Por primera vez en dos décadas, Bolivia se encamina a una elección presidencial sin Evo Morales ni un heredero ungido por él. Esa sola frase, en cualquier país con salud democrática, sería una señal de renovación. En Bolivia, es apenas un dato que invita a la duda. ¿Será agosto el inicio de la recuperación democrática o solo una pausa en la decadencia institucional que arrastra al país hacia el abismo?
Luis Arce ha bajado del ring por falta de apoyo real y credibilidad, no por nobleza. Evo Morales ha sido finalmente bloqueado por un Tribunal Constitucional que, con décadas de retraso, aplicó los límites constitucionales a la reelección. Y el Movimiento al Socialismo (MAS), sin figuras fuertes y en crisis existencial, tuvo que improvisar candidaturas, incluso recurriendo al recurso de “prestarse” siglas.
Andrónico Rodríguez, el joven que representa la cara renovada del proceso de cambio, no se postula por el MAS, sino que busca nuevos caminos, huyendo de la herencia tóxica de un partido corroído por el caudillismo y las mafias internas.
A simple vista, todo esto parece una buena noticia. El MAS dividido, sin líder ni rumbo, ya no es la maquinaria imparable de otras épocas. Pero sería ingenuo celebrar demasiado pronto. Las estructuras de poder, las redes de corrupción y control territorial construidas durante 20 años no desaparecen con un fallo constitucional ni con una declinación televisada.
El riesgo sigue vivo. El MAS, aunque fracturado, tiene capacidad de reacción. Ya lo demostró en 2019, cuando después de una elección viciada, recuperó el poder en 2020 sin haber enfrentado verdaderamente a la justicia ni desmontado sus engranajes.
La oposición, lejos de capitalizar la crisis del MAS, continúa dispersa, atrapada en egos, liderazgos del pasado y sin una propuesta común que inspire a la ciudadanía. Lo que debería ser un momento de reconstrucción, parece más bien una disputa por la administración de los escombros.
Además, existe el peligro silencioso del pacto por la impunidad. Muchos actores del MAS, incluyendo los que hoy intentan reciclarse como “renovadores”, apuestan por las elecciones no como un ejercicio de rendición de cuentas ante el pueblo, sino como una vía para protegerse mutuamente.

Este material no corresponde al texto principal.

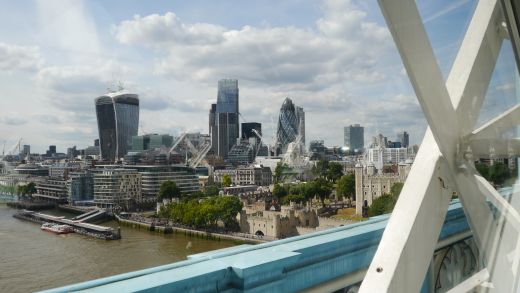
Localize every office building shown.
[93,168,142,210]
[397,131,410,148]
[33,177,68,203]
[209,79,239,159]
[344,124,365,151]
[95,92,139,162]
[20,144,31,159]
[228,140,255,166]
[122,165,200,202]
[67,170,94,205]
[241,122,262,139]
[276,97,305,153]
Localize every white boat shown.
[41,223,74,234]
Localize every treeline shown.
[475,163,518,185]
[368,182,404,217]
[158,181,242,231]
[273,160,356,205]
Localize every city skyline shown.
[0,1,512,153]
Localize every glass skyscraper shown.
[209,79,240,159]
[95,92,139,161]
[276,98,305,153]
[344,124,365,151]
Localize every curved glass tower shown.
[95,92,139,161]
[276,98,305,153]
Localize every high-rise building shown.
[20,144,31,159]
[397,131,410,148]
[95,92,139,161]
[93,167,142,210]
[276,97,305,153]
[209,79,239,159]
[132,134,173,152]
[241,122,262,139]
[344,124,365,151]
[296,107,305,144]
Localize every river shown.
[0,203,236,292]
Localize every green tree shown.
[157,180,181,202]
[368,194,393,217]
[327,162,343,182]
[368,182,404,217]
[273,184,287,198]
[283,194,305,205]
[222,174,231,187]
[273,162,289,183]
[204,184,219,196]
[489,163,511,185]
[336,173,356,200]
[475,163,489,180]
[312,160,329,178]
[311,178,332,206]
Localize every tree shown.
[157,180,181,202]
[327,162,343,182]
[310,178,332,206]
[222,174,231,187]
[204,185,219,196]
[283,194,305,205]
[312,160,329,178]
[475,163,511,185]
[273,184,287,198]
[336,173,356,200]
[273,162,289,183]
[489,163,511,185]
[475,163,489,180]
[368,182,404,217]
[16,182,36,196]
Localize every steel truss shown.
[360,0,520,292]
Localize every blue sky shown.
[0,0,514,152]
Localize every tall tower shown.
[276,97,305,153]
[397,131,410,148]
[344,124,365,151]
[209,79,240,159]
[95,92,139,162]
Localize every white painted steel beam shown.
[379,0,460,165]
[446,0,503,134]
[361,0,502,292]
[360,131,455,292]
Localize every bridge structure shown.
[38,201,479,293]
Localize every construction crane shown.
[168,132,211,168]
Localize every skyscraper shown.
[209,79,239,159]
[95,92,139,161]
[241,122,262,139]
[397,131,410,148]
[276,97,305,153]
[344,124,365,151]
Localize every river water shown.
[0,203,236,292]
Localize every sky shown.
[0,0,514,152]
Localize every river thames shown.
[0,203,236,292]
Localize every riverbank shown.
[115,215,269,244]
[0,203,237,293]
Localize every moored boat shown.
[41,223,74,234]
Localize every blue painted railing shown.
[44,201,469,292]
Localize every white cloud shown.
[0,113,28,126]
[0,43,43,71]
[115,12,224,45]
[113,1,390,90]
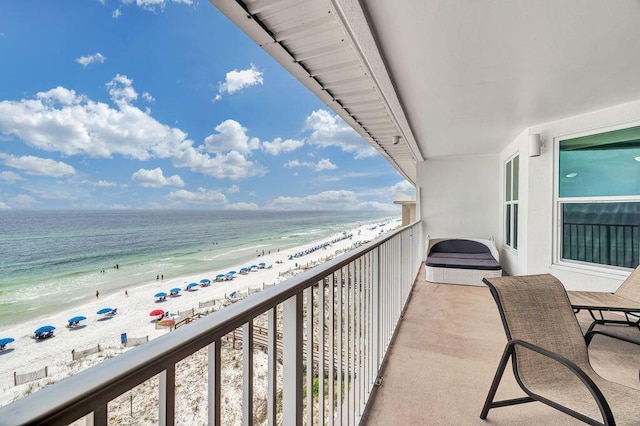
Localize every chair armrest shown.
[507,339,615,424]
[584,330,640,346]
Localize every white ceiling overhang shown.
[210,0,640,183]
[210,0,422,183]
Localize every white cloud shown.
[224,202,259,210]
[130,167,184,188]
[211,65,263,103]
[0,154,76,177]
[107,74,138,105]
[174,150,267,180]
[204,120,260,154]
[142,92,156,103]
[76,52,107,68]
[81,180,118,188]
[306,110,378,159]
[284,158,338,172]
[0,79,267,179]
[0,171,22,183]
[262,138,304,155]
[120,0,193,11]
[11,194,36,207]
[267,190,398,212]
[391,180,416,200]
[218,65,263,95]
[165,188,227,205]
[0,81,192,161]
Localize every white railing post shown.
[282,293,303,425]
[371,247,381,372]
[207,339,222,426]
[158,364,176,426]
[242,319,253,426]
[267,308,278,426]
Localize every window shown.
[504,155,520,250]
[557,127,640,268]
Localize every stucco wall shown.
[417,155,501,256]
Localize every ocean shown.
[0,210,397,327]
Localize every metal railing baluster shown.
[305,286,313,425]
[282,292,303,425]
[158,364,176,426]
[267,307,278,426]
[242,319,253,426]
[207,339,222,426]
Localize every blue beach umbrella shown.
[0,337,15,349]
[34,325,56,334]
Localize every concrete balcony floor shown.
[364,270,640,425]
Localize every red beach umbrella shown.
[158,318,176,327]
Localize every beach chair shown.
[480,274,640,425]
[567,266,640,332]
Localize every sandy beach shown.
[0,220,400,412]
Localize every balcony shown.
[0,223,640,425]
[363,271,640,426]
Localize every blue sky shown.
[0,0,413,211]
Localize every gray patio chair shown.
[567,266,640,332]
[480,274,640,425]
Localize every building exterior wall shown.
[417,155,501,260]
[510,102,640,292]
[417,101,640,292]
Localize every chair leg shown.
[480,344,514,420]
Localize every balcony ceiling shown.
[210,0,640,183]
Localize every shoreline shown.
[0,220,399,406]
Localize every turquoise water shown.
[0,210,395,327]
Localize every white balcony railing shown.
[0,223,422,425]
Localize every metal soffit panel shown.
[210,0,416,183]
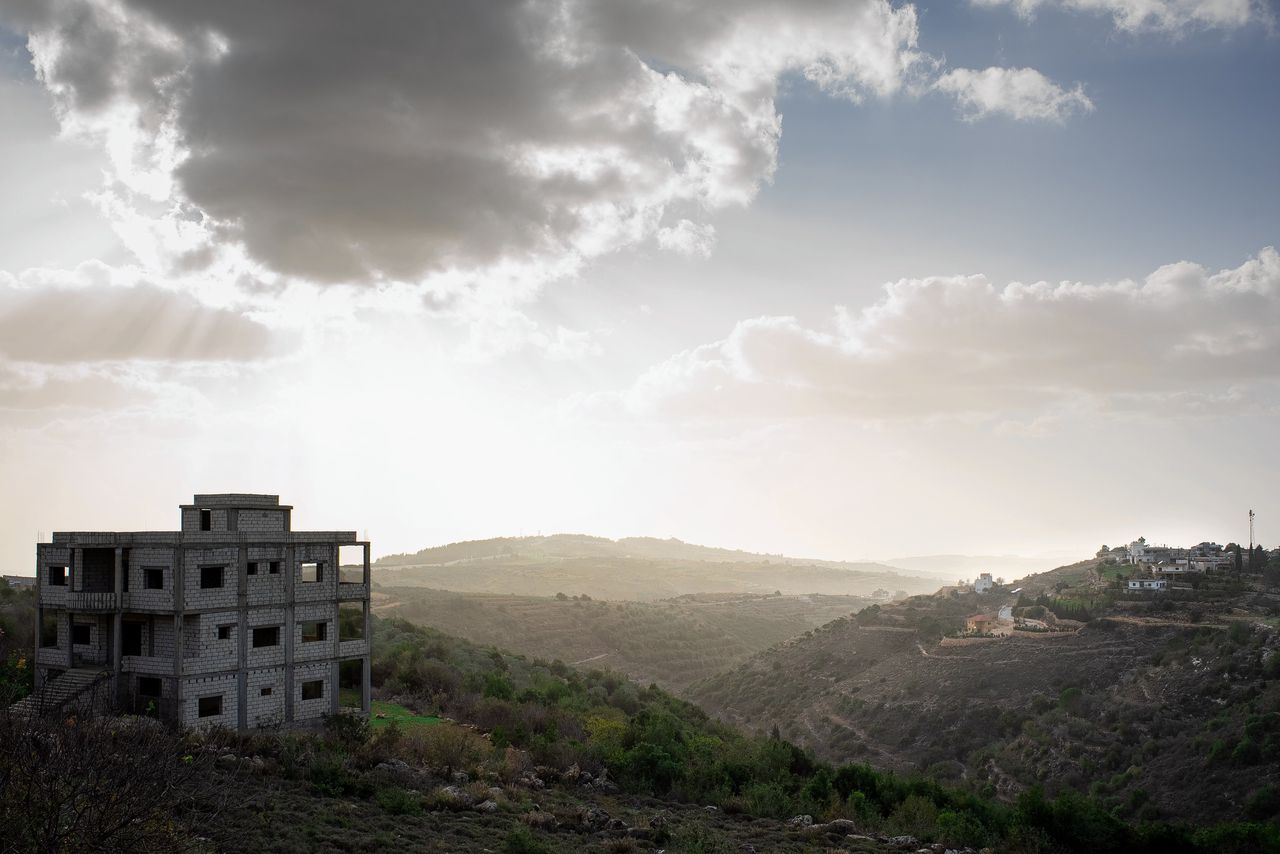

Pero quizás la mayor incógnita está en el día después. Suponiendo que el MAS quede fuera del poder formal, ¿quién gobernará Bolivia? ¿Habrá un pacto mínimo para garantizar gobernabilidad? ¿Existirá la madurez para estabilizar la economía, reconstruir la justicia y refundar las instituciones? ¿O volveremos al escenario de 2020, cuando el MAS desde las calles, las carreteras y los sindicatos saboteó cada intento del gobierno transitorio de Jeanine Áñez?
Bolivia no necesita solo una elección sin Evo. Necesita una democracia con instituciones sólidas, justicia independiente, economía productiva y liderazgo con visión. Necesita una reconstrucción integral, con el tiempo, la energía y los recursos que hoy escasean.